Nectria Canker

The fungus Nectria invades wood damaged by freezing, hail, animals and insects.
Nectria Canker - Articles

Updated: August 14, 2017

Nectria Canker

Most hardwoods with such injuries are susceptible to attack. Slightly sunken areas (cankers) develop around wound or damaged tissue. Smooth barked areas are generally darker brown than surrounding bark. If the bark of the tree is rough and dark, the canker is very difficult to see.

This fungus is an opportunistic pathogen readily attacking damaged wood. It is active at all times of the year when temperatures are above freezing and sufficient moisture is present.
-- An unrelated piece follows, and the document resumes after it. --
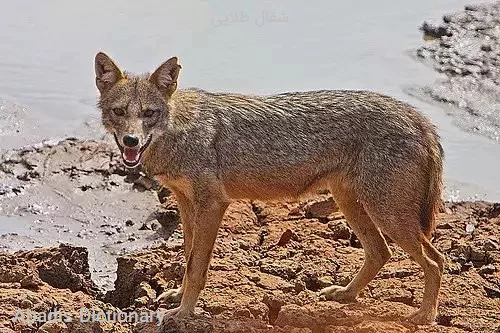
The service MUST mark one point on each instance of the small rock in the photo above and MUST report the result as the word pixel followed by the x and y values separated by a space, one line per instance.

Trees weakened by recent transplanting, root pruning by nearby excavation, and especially by freezing are most susceptible to Nectria attack. If limbs are pruned during wet autumn weather, Nectria can readily invade the wound. Vigorous trees usually form a callus, wall off the fungus within one year, and recover. If a tree is not vigorous, invasion may continue and ultimately girdle and kill the branch or, in the case of small trees, the trunk.
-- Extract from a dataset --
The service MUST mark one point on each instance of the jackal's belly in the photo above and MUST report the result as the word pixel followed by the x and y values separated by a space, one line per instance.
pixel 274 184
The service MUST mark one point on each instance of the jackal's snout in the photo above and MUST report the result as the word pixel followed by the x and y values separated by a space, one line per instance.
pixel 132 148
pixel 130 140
Both the asexually formed spores (conidia formed all year) and the sexual spores (ascospores) formed in the late summer are capable of causing disease.

Symptoms And Signs

  • Random branches and twigs do not leaf out in the spring.
  • Branches of trees and the trunks of small trees are girdled and killed.
  • Areas around wounds are slightly sunken.
  • Salmon, pink, or cream-colored fungal fruiting structures, shaped like small cushions, form in the spring and early summer where there are cracks or natural openings in the bark over the canker. These asexually-formed structures turn brown and black with age, especially after freezing.
  • In the summer and fall, red to orange-red sexual fruiting structures form in the cankered area.

Management

  • Avoid injuring the tree in the autumn. Avoid pruning in the autumn, especially if the weather is wet.
  • During dry weather, prune off infected branches.
  • Protect trees that have been transplanted within 2 years from drought and other stresses.
  • Protect young trees from freeze damage where possible.